В международных компаниях изначально поставлено управление непрерывностью, там есть наработки, позволяющие мобилизовать определенные ресурсы, когда прилетает «черный лебедь». В нашей компании заранее готовить перестройки процессов, управленческих моделей не нужно и невозможно. Поскольку система непрерывности начинает затачиваться под конкретный риск, начинает работать бизнес с удесятеренной скоростью, создаваться ИТ-программы днями и ночами. То есть начинается бег, когда компания очень быстро перестраивается и подстраивается под «черного лебедя». Готовиться к этому заранее невозможно. Но нужно создавать систему управления непрерывностью деятельности.

Для меня новая реальность – это «цифра», она включает нашу деятельность, подход, систему, вклад. Года три назад мы занялись цифровизацией, и это не какой‑то ИТ-продукт, это концепция.

Мы создали единую матрицу для оценки рисков, а это огромные массивы данных с единым ранжированием этих рисков. Мы делаем интервальную оценку, причем можем оценивать как сам риск – положительный интервал, так и можем оценивать процесс. А потом в процессе делать оценку рисков. Это наше ноу-хау, и это очень хорошо работает.

То есть мы можем сделать единую матрицу, которая внутри себя имеет еще матрицы в зависимости от того, с какой стороны мы смотрим. Когда мы создавали эту систему, эта идея стала ключевой находкой, она позволила объединить все риски в один, но в зависимости от того, на каком уровне пирамиды вы стоите, у вас будут совершенно разные риски. Например, розница имеет определенный лимит рисков.

Начинается бег, когда компания очень быстро перестраивается и подстраивается под «черного лебедя». Готовиться к этому заранее невозможно. Но нужно создавать систему управления непрерывностью деятельности.

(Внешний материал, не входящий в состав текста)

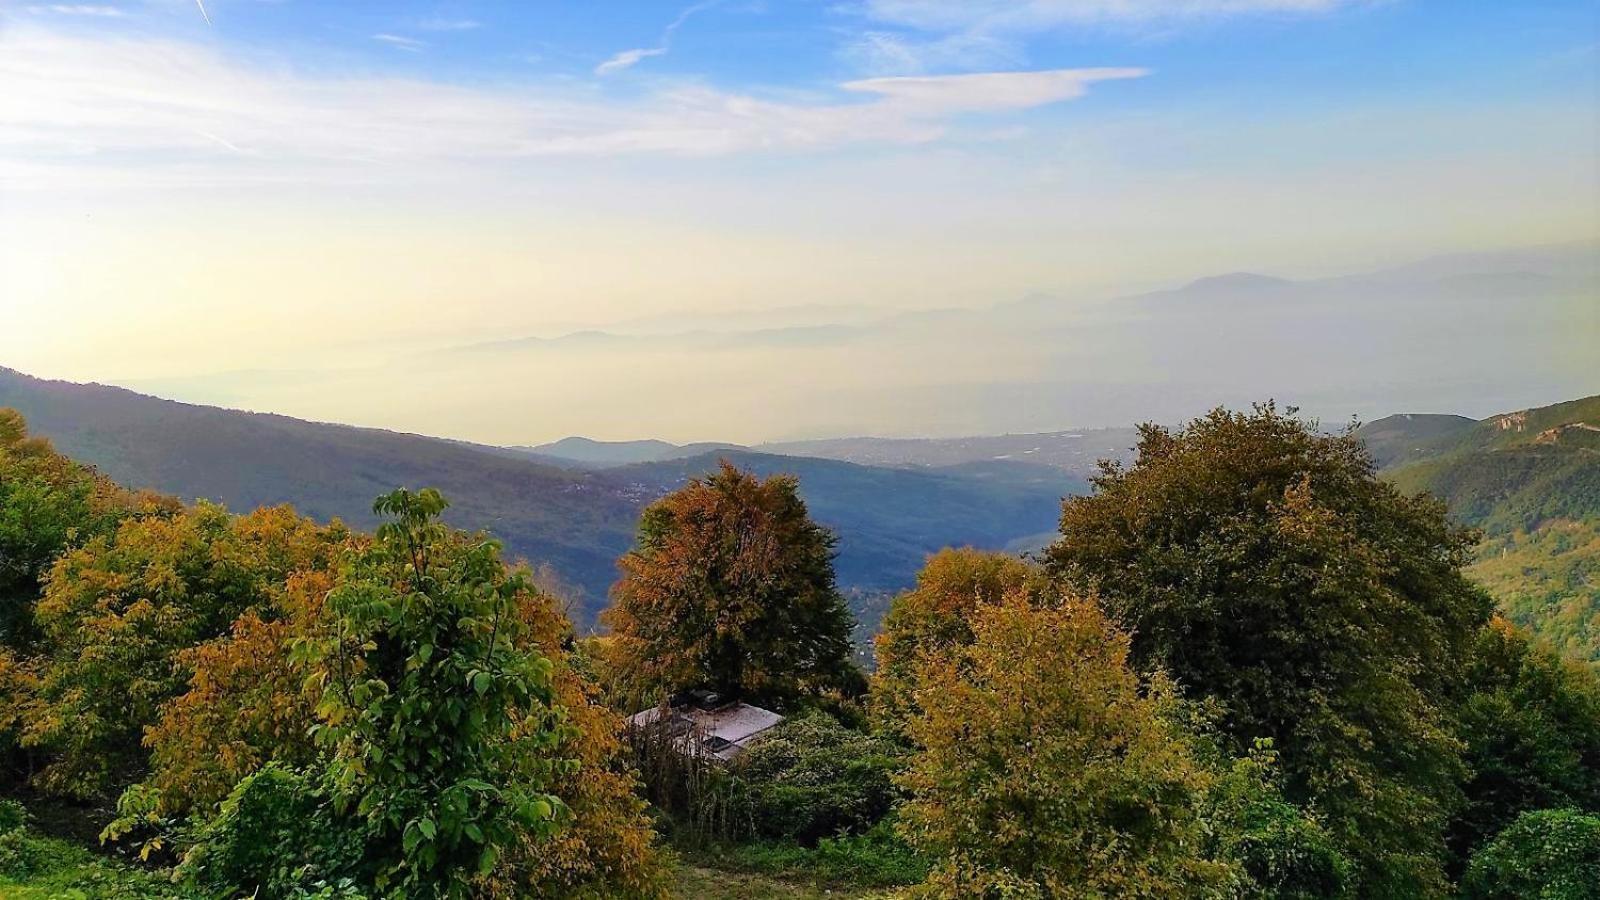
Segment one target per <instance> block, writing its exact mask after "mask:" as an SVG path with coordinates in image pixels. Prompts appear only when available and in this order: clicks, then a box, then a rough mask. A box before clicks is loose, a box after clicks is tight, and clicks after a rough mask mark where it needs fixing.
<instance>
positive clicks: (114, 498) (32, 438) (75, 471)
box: [0, 408, 176, 650]
mask: <svg viewBox="0 0 1600 900" xmlns="http://www.w3.org/2000/svg"><path fill="white" fill-rule="evenodd" d="M174 509H176V503H173V501H171V500H166V498H158V496H155V495H138V493H133V492H128V490H123V488H120V487H117V485H115V484H114V482H112V480H110V479H107V477H104V476H101V474H98V472H94V471H93V469H90V468H86V466H80V464H77V463H74V461H72V460H67V458H66V456H62V455H59V453H56V452H54V448H51V445H50V442H48V440H45V439H42V437H29V436H27V423H26V421H22V416H21V413H18V412H16V410H10V408H0V644H3V645H6V647H11V649H18V650H26V649H32V647H30V645H32V642H34V641H35V639H37V637H38V634H37V631H35V629H34V602H35V601H37V599H38V594H40V591H42V588H43V585H42V583H43V577H45V573H46V572H48V570H50V565H51V564H53V562H54V560H56V557H58V556H61V554H62V552H66V551H69V549H72V548H75V546H82V544H83V543H85V541H88V540H90V538H94V536H96V535H104V533H107V532H110V530H114V528H115V527H117V522H118V520H122V519H123V517H126V516H131V514H134V512H139V511H147V512H157V511H165V512H171V511H174Z"/></svg>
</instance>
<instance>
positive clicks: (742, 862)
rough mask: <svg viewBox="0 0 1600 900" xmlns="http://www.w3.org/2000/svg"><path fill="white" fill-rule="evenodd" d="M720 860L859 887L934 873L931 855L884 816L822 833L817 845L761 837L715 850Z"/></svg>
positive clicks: (752, 870)
mask: <svg viewBox="0 0 1600 900" xmlns="http://www.w3.org/2000/svg"><path fill="white" fill-rule="evenodd" d="M715 860H717V865H718V866H722V868H726V870H733V871H750V873H762V874H771V876H779V878H792V879H798V881H808V882H821V884H830V886H854V887H902V886H909V884H917V882H920V881H923V879H925V878H928V860H926V858H925V857H922V855H918V854H917V852H915V850H912V849H910V846H907V844H906V841H904V839H901V838H899V834H896V833H894V823H893V820H883V822H880V823H878V825H874V826H872V828H870V830H867V831H866V833H862V834H840V836H837V838H822V839H821V841H818V842H816V846H814V847H806V846H803V844H795V842H789V841H757V842H749V844H733V846H725V847H717V849H715Z"/></svg>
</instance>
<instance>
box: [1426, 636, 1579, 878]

Что касается текущей ситуации, у нас очень диверсифицированный бизнес. Невозможно отдельно учить буровиков, геологов, специалистов по переработке что и как им делать. Им нужно дать систему, единый подход. Создать единый порядок во всей этой огромной деятельности.

Сейчас наша цель – вовлечь бизнес в управление рисками, и в этом участвуют все. Мы начинаем аудит со встречи-сессии. Собираем ключевые фигуры и начинаем мозговой штурм: какие риски есть в процессе, который мы аудируем. Все прекрасно на это реагируют, бизнес доволен. После внутреннего аудита, который подсвечивает нужные проблемы, матрица идет в систему, все это тестируем, получаем новую матрицу, согласуем ее с бизнесом.

В результате сейчас наш формат отчета – это матрица рисков, которую мы заводим в общую для всех систему, и ближайшая наша задача – сделать эту систему в режиме реального времени. Пока, например, данные в матрице по добыче обновляются раз в две недели.